NeurIPS 2019
Sun Dec 8th through Sat the 14th, 2019 at Vancouver Convention Center
Paper ID:3687
Title:Hyperparameter Learning via Distributional Transfer

Reviewer 1

[I have read the author rebuttal. Since it does address my essential concern of whether the performance observed in the paper generalizes, I've upgraded my score.] Summary: I liked the step in the direction of a more principled and generic approach for leveraging dataset characteristics for hyperparameter selection. However, the limitation to a single model class and instance space appear to constrain broad applicability. Moreover, even in this restricted setting, there is a fairly large design space to consider: embedding distribution or combination of, neural network architecture(s) for the embeddings and potentially for the BLR data matrix, acquisition function settings, optimization settings. This makes we wonder how easy the approach would be to apply generally. A broader experimental section would help assuage this concern. Originality: The incorporation of sampling distribution embeddings within BO for hyperparameter selection is novel to my knowledge. Quality: The two toy examples are nice proof-of-concepts, but a broader set of experimental results on interesting real-world scenarios would go a long way in providing convincing evidence that the restricted setting and various design decisions aren't issues. The results on the real dataset are positive for the proposed method, but underwhelming in that the easier utilization of a kernel over dataset meta-features (manualGP) and warm-starting with dataset meta-features (initGP) also perform fairly well in comparison. How did the authors make their decisions on the neural network architecture, acquisition function, and optimization settings? Clarity: I don't have major comments here. I found the paper fairly easy to follow.

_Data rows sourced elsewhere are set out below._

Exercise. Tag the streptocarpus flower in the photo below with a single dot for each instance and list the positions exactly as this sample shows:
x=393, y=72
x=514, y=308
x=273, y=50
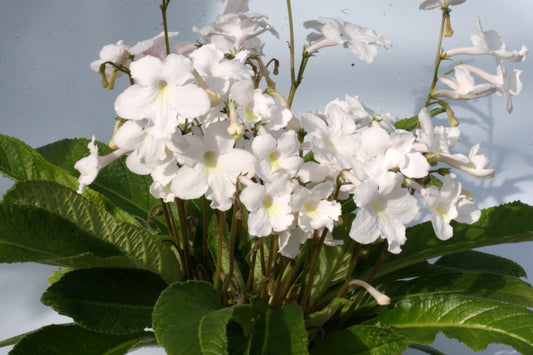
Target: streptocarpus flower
x=90, y=166
x=433, y=4
x=362, y=41
x=448, y=204
x=314, y=210
x=384, y=210
x=211, y=167
x=268, y=205
x=164, y=93
x=490, y=43
x=463, y=87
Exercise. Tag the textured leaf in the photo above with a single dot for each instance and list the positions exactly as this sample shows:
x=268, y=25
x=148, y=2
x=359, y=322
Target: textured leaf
x=28, y=233
x=18, y=162
x=494, y=227
x=188, y=319
x=411, y=123
x=142, y=249
x=125, y=189
x=362, y=340
x=72, y=339
x=277, y=332
x=473, y=321
x=483, y=285
x=471, y=260
x=115, y=301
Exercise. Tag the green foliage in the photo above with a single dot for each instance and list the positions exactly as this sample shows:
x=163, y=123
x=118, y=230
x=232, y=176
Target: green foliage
x=471, y=260
x=474, y=321
x=72, y=339
x=188, y=319
x=115, y=301
x=362, y=339
x=492, y=228
x=128, y=191
x=411, y=123
x=20, y=162
x=139, y=247
x=277, y=332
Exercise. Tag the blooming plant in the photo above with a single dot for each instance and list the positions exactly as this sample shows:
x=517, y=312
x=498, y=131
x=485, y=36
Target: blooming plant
x=216, y=221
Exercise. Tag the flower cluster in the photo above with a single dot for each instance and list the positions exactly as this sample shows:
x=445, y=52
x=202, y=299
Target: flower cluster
x=197, y=121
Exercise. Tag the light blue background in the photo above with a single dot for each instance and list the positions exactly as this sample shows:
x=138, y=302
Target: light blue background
x=48, y=92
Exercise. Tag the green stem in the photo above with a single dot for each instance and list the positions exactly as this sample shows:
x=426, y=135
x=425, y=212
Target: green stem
x=205, y=227
x=437, y=59
x=164, y=7
x=184, y=225
x=229, y=276
x=221, y=232
x=291, y=42
x=361, y=293
x=312, y=270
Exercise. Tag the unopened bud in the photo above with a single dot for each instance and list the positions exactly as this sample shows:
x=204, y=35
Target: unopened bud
x=381, y=299
x=294, y=125
x=236, y=130
x=448, y=31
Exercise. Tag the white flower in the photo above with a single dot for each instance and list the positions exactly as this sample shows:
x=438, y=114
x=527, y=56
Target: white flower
x=333, y=136
x=211, y=167
x=90, y=166
x=384, y=210
x=235, y=31
x=277, y=155
x=269, y=206
x=433, y=4
x=447, y=204
x=116, y=53
x=514, y=87
x=254, y=107
x=313, y=208
x=476, y=165
x=463, y=87
x=489, y=42
x=164, y=93
x=380, y=151
x=362, y=41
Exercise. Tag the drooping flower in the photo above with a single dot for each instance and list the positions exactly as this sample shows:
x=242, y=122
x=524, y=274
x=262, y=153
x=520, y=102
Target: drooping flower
x=279, y=155
x=211, y=167
x=164, y=93
x=90, y=166
x=463, y=86
x=314, y=210
x=490, y=43
x=362, y=41
x=384, y=210
x=448, y=204
x=433, y=4
x=232, y=32
x=269, y=206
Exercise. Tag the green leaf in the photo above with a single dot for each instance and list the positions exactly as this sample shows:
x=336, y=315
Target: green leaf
x=28, y=233
x=483, y=285
x=71, y=339
x=188, y=319
x=493, y=227
x=473, y=321
x=142, y=249
x=411, y=123
x=362, y=339
x=471, y=260
x=277, y=332
x=127, y=190
x=19, y=162
x=114, y=301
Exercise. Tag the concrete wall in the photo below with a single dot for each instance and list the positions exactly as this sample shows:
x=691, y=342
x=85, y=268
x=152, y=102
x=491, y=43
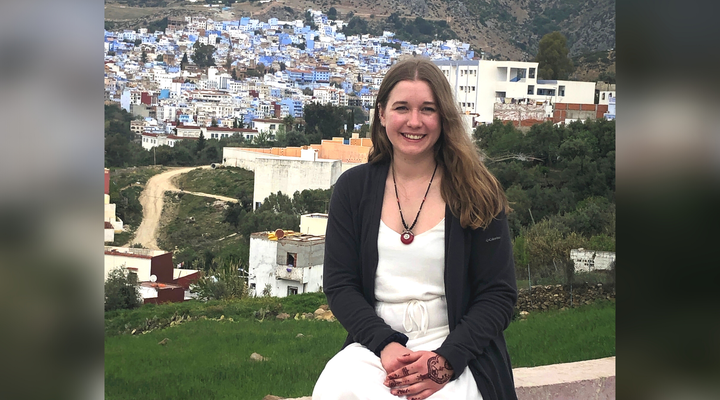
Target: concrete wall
x=238, y=157
x=269, y=264
x=262, y=263
x=289, y=175
x=313, y=224
x=582, y=380
x=141, y=259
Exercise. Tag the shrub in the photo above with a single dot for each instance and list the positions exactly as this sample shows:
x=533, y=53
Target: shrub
x=223, y=283
x=121, y=290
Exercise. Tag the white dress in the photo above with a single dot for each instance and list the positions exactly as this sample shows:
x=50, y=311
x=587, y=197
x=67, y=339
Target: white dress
x=410, y=294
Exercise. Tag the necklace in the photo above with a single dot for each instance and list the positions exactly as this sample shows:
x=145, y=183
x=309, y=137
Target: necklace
x=407, y=236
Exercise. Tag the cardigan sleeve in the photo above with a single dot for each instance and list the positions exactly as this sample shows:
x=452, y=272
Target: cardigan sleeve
x=493, y=294
x=342, y=276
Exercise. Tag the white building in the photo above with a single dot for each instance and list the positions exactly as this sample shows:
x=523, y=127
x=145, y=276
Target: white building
x=291, y=174
x=269, y=126
x=292, y=264
x=479, y=84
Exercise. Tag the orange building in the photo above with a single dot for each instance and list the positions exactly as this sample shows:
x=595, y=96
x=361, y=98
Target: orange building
x=354, y=153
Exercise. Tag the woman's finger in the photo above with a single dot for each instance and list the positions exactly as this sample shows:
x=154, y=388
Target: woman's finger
x=405, y=381
x=422, y=395
x=409, y=357
x=406, y=370
x=408, y=391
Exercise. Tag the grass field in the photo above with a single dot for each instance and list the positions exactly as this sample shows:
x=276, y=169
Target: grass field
x=210, y=358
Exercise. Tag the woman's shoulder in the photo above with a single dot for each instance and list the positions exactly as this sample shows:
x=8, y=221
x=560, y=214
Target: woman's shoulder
x=357, y=176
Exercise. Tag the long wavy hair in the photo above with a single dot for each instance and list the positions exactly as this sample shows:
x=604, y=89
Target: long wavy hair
x=473, y=194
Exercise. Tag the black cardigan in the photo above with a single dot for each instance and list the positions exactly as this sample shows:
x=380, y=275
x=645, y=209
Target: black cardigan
x=479, y=276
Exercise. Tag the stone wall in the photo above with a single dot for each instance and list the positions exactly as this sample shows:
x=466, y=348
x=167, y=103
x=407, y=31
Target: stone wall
x=542, y=298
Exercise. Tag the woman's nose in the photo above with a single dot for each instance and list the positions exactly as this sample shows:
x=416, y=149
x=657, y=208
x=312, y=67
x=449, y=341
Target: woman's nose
x=414, y=119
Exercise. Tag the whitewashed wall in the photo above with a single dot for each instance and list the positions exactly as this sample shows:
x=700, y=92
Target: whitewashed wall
x=290, y=174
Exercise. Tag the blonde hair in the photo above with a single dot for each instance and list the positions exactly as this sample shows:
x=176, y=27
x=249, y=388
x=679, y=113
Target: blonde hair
x=473, y=194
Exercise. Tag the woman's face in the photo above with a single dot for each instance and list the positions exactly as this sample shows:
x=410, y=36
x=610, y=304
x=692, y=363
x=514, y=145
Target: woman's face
x=411, y=119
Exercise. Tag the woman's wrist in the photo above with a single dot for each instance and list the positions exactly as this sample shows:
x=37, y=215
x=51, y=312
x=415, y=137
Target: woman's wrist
x=395, y=337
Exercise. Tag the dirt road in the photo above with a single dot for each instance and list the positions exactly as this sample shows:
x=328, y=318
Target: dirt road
x=152, y=200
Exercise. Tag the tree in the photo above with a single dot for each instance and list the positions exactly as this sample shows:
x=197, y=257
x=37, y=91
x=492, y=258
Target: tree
x=200, y=144
x=289, y=122
x=225, y=282
x=203, y=56
x=364, y=130
x=327, y=120
x=121, y=291
x=350, y=123
x=552, y=57
x=184, y=62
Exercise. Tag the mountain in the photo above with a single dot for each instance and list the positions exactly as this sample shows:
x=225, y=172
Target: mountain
x=503, y=29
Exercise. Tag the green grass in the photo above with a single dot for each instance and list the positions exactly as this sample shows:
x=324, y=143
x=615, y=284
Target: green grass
x=559, y=336
x=209, y=358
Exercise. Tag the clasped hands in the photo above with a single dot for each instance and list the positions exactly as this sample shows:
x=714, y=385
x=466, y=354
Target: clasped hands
x=415, y=374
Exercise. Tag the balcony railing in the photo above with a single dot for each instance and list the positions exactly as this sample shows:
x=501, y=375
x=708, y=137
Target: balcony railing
x=289, y=273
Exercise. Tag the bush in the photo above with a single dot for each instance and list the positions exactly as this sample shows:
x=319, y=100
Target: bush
x=121, y=290
x=223, y=283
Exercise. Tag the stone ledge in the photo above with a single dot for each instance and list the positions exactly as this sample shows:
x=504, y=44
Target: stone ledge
x=582, y=380
x=592, y=380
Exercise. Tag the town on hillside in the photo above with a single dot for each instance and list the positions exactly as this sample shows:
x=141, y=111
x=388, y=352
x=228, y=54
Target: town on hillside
x=201, y=78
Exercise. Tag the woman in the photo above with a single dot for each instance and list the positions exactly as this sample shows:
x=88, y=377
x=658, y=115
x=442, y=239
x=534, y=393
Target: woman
x=418, y=259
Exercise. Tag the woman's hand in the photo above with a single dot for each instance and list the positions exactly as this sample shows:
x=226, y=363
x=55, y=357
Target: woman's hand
x=424, y=373
x=390, y=354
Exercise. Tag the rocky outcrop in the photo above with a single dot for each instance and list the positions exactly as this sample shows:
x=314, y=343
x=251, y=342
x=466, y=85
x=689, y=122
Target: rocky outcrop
x=549, y=297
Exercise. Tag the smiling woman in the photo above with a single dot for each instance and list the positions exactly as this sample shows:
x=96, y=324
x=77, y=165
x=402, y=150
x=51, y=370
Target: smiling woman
x=425, y=301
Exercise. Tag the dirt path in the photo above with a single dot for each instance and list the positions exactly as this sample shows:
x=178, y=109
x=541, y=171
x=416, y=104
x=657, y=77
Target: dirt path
x=152, y=200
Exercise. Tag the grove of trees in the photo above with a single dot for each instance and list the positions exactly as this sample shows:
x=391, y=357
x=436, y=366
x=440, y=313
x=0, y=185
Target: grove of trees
x=552, y=57
x=560, y=182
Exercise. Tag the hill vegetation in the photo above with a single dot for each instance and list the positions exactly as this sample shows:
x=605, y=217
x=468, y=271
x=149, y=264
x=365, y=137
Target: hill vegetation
x=195, y=349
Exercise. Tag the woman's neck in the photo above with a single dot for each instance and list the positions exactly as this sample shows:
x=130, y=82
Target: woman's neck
x=411, y=168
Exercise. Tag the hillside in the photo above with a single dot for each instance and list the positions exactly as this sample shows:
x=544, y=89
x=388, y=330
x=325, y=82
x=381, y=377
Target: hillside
x=503, y=29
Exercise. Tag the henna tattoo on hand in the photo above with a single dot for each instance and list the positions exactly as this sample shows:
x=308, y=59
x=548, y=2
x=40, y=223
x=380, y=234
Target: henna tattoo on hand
x=439, y=374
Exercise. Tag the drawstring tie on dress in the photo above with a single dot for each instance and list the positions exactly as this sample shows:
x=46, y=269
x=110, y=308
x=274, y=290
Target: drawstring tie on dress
x=409, y=317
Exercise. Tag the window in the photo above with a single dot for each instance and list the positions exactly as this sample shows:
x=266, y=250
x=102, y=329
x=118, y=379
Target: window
x=291, y=259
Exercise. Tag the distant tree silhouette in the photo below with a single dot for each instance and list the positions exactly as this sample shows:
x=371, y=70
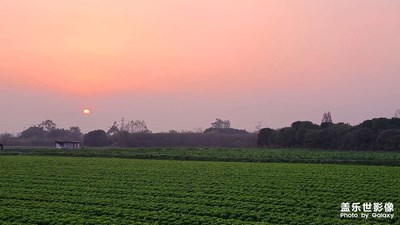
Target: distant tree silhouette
x=397, y=114
x=221, y=123
x=96, y=138
x=326, y=120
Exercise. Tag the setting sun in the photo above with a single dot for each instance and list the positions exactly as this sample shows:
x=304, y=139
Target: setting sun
x=86, y=111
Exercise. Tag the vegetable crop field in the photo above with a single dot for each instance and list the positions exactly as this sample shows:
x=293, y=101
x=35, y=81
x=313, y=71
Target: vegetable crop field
x=75, y=190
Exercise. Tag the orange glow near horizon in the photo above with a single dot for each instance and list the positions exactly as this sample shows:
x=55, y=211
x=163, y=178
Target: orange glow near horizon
x=179, y=64
x=102, y=47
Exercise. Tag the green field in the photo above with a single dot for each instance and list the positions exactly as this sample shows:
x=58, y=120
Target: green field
x=76, y=190
x=223, y=154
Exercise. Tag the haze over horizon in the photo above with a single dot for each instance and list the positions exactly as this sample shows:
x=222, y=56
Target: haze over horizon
x=181, y=64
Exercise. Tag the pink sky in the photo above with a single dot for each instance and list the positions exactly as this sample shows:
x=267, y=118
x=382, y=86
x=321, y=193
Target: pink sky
x=180, y=64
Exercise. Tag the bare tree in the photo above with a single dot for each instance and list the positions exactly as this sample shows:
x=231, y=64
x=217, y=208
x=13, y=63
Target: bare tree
x=47, y=125
x=327, y=118
x=133, y=126
x=258, y=127
x=221, y=123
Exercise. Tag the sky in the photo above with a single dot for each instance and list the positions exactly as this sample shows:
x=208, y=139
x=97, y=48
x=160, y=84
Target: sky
x=180, y=64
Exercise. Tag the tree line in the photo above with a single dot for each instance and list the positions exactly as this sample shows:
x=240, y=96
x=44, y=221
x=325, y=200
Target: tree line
x=373, y=134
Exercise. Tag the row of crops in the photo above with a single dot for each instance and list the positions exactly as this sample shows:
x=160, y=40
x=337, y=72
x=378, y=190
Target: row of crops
x=224, y=154
x=64, y=190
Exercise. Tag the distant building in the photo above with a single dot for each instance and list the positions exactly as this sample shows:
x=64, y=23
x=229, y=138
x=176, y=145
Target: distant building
x=68, y=144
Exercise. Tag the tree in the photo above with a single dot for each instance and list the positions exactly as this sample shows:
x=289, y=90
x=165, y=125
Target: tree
x=96, y=138
x=33, y=132
x=263, y=135
x=397, y=114
x=48, y=125
x=386, y=140
x=221, y=124
x=75, y=131
x=327, y=118
x=133, y=126
x=137, y=126
x=113, y=129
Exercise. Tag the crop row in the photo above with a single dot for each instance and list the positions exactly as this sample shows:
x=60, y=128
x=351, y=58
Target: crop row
x=62, y=190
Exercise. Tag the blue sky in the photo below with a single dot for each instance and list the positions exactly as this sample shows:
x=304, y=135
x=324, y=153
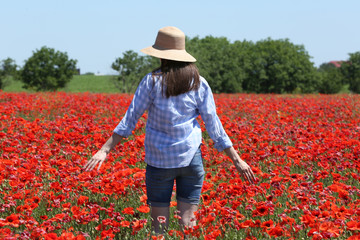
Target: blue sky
x=97, y=32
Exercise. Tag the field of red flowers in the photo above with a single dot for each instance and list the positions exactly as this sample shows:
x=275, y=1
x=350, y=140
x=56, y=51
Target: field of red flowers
x=304, y=151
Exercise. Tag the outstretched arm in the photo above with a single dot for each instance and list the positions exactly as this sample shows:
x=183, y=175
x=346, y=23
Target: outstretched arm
x=243, y=168
x=101, y=155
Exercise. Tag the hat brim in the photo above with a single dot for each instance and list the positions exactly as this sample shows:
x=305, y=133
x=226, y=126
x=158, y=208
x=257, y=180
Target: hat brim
x=176, y=55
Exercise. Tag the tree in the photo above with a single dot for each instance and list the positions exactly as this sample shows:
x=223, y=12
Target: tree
x=279, y=66
x=219, y=61
x=47, y=70
x=331, y=78
x=132, y=68
x=351, y=71
x=8, y=68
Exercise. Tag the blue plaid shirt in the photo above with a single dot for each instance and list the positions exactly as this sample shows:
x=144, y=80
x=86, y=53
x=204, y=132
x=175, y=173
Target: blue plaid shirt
x=172, y=132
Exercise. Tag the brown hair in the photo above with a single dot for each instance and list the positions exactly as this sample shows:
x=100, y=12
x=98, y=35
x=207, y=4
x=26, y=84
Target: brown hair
x=178, y=77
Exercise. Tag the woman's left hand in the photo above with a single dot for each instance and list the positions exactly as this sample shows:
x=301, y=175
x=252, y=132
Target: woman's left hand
x=245, y=170
x=98, y=158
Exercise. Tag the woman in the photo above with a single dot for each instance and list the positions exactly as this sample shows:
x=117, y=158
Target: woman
x=174, y=95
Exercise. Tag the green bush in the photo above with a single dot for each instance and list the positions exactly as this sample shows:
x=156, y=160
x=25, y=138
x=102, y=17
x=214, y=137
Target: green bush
x=47, y=70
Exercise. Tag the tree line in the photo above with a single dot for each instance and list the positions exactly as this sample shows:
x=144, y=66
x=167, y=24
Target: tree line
x=267, y=66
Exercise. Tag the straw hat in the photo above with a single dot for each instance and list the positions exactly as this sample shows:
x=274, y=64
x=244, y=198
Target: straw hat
x=169, y=44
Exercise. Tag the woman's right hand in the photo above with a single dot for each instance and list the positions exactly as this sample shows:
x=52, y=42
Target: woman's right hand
x=98, y=158
x=243, y=168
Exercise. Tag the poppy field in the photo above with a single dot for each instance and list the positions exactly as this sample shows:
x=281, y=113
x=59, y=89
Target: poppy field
x=303, y=149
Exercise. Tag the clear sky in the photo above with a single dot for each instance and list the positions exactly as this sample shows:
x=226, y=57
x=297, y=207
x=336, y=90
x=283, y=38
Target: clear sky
x=97, y=32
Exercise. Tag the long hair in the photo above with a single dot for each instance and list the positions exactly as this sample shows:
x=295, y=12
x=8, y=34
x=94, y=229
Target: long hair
x=178, y=77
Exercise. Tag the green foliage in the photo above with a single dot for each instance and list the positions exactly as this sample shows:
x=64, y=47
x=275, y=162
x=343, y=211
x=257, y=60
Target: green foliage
x=132, y=68
x=351, y=71
x=279, y=66
x=219, y=62
x=331, y=79
x=47, y=70
x=8, y=68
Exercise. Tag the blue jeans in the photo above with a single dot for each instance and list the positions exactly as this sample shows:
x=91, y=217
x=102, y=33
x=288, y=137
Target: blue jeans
x=189, y=181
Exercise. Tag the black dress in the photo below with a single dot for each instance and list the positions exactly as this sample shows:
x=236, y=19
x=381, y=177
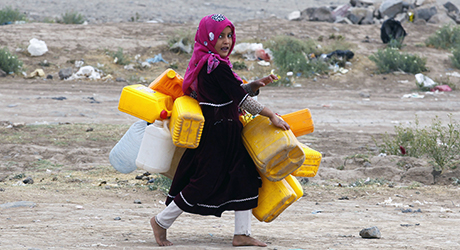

Also, even though I have concern regarding the design space, I would like to point out that the authors have provided a lot of detail on their experimental setup.

Reviewer 2

The paper proposes to transfer information across tasks using learnt representations of training datasets used in those tasks. This results in a joint Gaussian process model on hyperparameters and data representations. The developed method has a faster convergence compared to existing baselines, in some cases requiring only a few evaluations of the target objective. Through experiments, the authors show that it is possible to borrow strength between multiple hyperparameter learning tasks by making use of the similarity between training datasets used in those tasks. This helps developing the new method which finds a favourable setting of hyperparameters in only a few evaluations of the target objective.

Reviewer 3

This paper proposed a novel method for transfer learning in Bayesian hyperparameter optimization based on the theory that the distributions of previously observed datasets contain significant information that should not be ignored during hyperparameter optimization on a new dataset. They propose solutions to compare different datasets through distribution estimation and then combine this information with the classical Bayesian hyperparameter optimization setup. Experiments show that the method outperforms selected baselines. Originality: the method is novel, although it mostly bridges ideas from various fields. Quality: I would like to congratulate the authors on a very well written paper. The quality is very high throughout. Clarity: The paper is clear in general, but left me with some questions. For instance, what criterion is used to learn the NN embeddings of data distributions (Section 4.1)? Is it the marginal likelihood of the distGP/distBLR? Is it learned at the same time as the other parameters mu, nu and sigma? I am not deeply familiar with the Deep Kernel Learning paper but in there it seems they do use marginal likelihood. Significance: I think the paper has the potential to have a high impact in the field. I would have liked more extensive experiments to showcase this, e.g., evaluating on extensive benchmarks such as the ones in [Perrone et al. 2018]. Is there any specific reason why the ADAM optimizer was chosen for the hyperparameters (asking because most of the literature seems to have settled on L-BFGS to get rid of the learning rate)? I will finally mention in passing that the appendix was referenced a total of 14 times in the paper, and while this has no bearing on my final score for the paper, it does feel a bit heavy to have to go back and forth between the paper and the appendix. POST REBUTTAL: I have read the rebuttal, and thank the authors for the clarifications -- it seems I had misunderstood some parts of the paper. I still think this is a decent addition to make to the literature on hyperparameter optimization. I have seen instances of problems where this solution would be applicable.